I knew I had a problem when I find myself lying perfectly still in bed, crying. My knees, back and neck had all given up on me. And I knew why. At 28, it’s hard to say I’m old, but I certainly feel I’ve lost the invincibility of my youth, and that’s led me to making some hard choices about the two sports I love: open water swimming and running.
The signs have been there for a while. I’ve begrudgingly stopped writing ‘student’ as my occupation, I call my 18-year-old housemates ‘kids’, I developed a taste for wine, and my body hates me. That’s adulthood, right? I should have known it was coming when I was denied student entrance to the Sintra National Palace in October because the receptionist didn’t believe I was 25. Until then, people regularly asked me what high school I attended. Suddenly I was looking my age. Not fair!
Weeks later, my back started hurting when I sat at my desk for too long. Next, my knees turned on me.

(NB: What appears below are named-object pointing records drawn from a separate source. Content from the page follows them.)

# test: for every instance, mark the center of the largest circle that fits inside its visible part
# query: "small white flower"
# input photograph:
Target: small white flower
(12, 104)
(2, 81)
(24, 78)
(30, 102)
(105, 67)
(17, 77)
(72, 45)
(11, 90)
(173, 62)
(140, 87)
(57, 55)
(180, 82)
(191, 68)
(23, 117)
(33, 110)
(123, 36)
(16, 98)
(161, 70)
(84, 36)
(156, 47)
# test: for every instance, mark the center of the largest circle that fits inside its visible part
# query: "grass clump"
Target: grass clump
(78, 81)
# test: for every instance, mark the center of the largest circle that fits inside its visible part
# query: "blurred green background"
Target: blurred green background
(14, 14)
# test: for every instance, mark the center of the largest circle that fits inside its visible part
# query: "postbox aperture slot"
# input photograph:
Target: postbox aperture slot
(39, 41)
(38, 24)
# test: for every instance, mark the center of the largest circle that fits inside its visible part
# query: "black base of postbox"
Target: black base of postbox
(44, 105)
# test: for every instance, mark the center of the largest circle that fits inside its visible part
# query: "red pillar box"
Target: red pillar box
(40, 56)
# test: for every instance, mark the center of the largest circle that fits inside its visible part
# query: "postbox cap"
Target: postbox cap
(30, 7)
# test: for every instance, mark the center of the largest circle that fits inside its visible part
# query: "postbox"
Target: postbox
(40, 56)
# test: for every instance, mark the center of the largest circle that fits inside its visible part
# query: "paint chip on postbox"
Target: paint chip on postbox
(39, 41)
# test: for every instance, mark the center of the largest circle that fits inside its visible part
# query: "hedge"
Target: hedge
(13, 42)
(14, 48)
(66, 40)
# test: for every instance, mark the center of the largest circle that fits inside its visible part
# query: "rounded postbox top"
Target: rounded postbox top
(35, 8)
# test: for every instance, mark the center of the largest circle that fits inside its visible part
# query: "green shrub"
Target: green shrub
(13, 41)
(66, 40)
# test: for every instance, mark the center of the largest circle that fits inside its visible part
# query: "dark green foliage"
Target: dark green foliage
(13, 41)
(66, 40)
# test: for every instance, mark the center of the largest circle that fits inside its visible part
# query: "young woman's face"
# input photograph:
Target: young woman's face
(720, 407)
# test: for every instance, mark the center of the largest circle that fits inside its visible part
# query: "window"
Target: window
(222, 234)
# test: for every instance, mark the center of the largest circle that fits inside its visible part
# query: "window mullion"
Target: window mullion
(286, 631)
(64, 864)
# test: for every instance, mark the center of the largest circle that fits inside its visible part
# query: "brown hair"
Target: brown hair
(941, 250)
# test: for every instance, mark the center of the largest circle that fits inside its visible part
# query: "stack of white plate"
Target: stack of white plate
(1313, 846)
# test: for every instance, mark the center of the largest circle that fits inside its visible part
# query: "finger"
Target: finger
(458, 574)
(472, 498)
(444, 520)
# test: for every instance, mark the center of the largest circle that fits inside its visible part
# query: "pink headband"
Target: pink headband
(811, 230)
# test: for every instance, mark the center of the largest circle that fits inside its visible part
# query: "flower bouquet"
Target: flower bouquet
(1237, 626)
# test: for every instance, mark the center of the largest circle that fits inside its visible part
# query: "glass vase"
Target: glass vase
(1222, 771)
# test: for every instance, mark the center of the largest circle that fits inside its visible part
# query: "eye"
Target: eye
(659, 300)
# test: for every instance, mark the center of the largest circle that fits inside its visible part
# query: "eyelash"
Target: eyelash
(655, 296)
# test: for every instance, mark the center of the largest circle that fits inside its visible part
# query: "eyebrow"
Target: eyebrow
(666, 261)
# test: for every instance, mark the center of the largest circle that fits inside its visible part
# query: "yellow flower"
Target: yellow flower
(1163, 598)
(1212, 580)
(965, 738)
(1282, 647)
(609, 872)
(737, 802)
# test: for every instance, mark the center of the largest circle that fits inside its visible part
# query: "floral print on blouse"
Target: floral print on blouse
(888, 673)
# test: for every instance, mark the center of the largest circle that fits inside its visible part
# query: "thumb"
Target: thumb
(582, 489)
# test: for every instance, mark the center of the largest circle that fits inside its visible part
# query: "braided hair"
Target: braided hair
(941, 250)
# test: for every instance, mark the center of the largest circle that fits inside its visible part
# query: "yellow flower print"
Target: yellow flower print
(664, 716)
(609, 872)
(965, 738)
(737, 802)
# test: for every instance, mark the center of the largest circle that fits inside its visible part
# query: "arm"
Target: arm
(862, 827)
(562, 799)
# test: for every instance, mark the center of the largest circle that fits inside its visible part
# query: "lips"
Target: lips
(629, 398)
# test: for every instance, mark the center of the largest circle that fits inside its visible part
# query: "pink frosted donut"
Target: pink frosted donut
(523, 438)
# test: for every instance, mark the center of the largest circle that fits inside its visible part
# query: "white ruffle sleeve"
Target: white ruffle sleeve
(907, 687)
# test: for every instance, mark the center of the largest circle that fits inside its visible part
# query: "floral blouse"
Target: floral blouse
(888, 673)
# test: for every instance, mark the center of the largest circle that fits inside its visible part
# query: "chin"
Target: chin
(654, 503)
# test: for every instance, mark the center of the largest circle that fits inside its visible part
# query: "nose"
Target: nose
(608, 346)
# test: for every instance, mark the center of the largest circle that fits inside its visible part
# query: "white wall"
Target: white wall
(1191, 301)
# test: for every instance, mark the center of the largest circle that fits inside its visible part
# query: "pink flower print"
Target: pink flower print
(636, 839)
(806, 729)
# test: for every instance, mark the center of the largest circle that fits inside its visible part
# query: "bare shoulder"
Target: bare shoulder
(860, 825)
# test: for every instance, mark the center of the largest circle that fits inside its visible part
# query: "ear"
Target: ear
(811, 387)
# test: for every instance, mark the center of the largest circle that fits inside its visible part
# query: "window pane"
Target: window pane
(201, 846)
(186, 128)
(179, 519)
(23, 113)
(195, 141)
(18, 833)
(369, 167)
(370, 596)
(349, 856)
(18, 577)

After successfully leading a 5-kilometre running group last winter, I was offered the 30-kilometre group this year. The adult part of me knew it was a bad idea. My swim-heavy summer had reduced my running fitness and I had never been great with distances. But the young-at-heart, foolish part of me agreed.
I made it through the first week fine. But after not allowing enough recovery from a half marathon, a 15-kilometre training run left me exhausted with sore knees.
But I still didn’t stop. So my body screamed even louder. I was reaching for my toothbrush one Tuesday when a muscle in my neck spasmed. The entire left side of my body seized and all movement hurt.
Eventually my muscles relaxed enough to move and I saw a registered massage therapist. She was horrified. Apparently the tightness of an athlete combined with the computer use of a student and the stress of a human left my neck exceptionally tight.
I was devastated. I was a swimmer who couldn’t swim because of a sore neck and a runner who couldn’t run because of sore knees.
As my neck pain eased, my back pain increased. I saw a physiotherapist who determined that I have a tight quadratus lumborum, which results from overuse and poor posture. Working on my computer in bed had got to me. And running increasingly long distances with no build-up and insufficient rest exacerbated the problem.
I was in pain and frustrated. I cried for days. But as time past, I realised that without the invulnerability of a teenager, I needed the maturity of an adult. I had pushed too hard, too fast without giving my body enough consideration and I was paying the price. It was time to resolve the problem.
I don’t have the body of a runner. And I don’t have time to train for two sports. It’s time to end my distance running career. I’ve completed two marathons, eight half marathons, and two other distance events. I’ve had a good run (pun intended). It’s time to move on.
But I’m not done swimming! I love swimming! I have a lot of unfinished goals and I’m going to complete them. But things need to change. I need to increase my strength and flexibility. So I’m changing my training regime for the new year.
I would love Peter Pan to let me stay young forever. But eventually Wendy and the boys accepted they had to grow up. I need to also. I’m not getting any younger but if I try very hard, I will get wiser.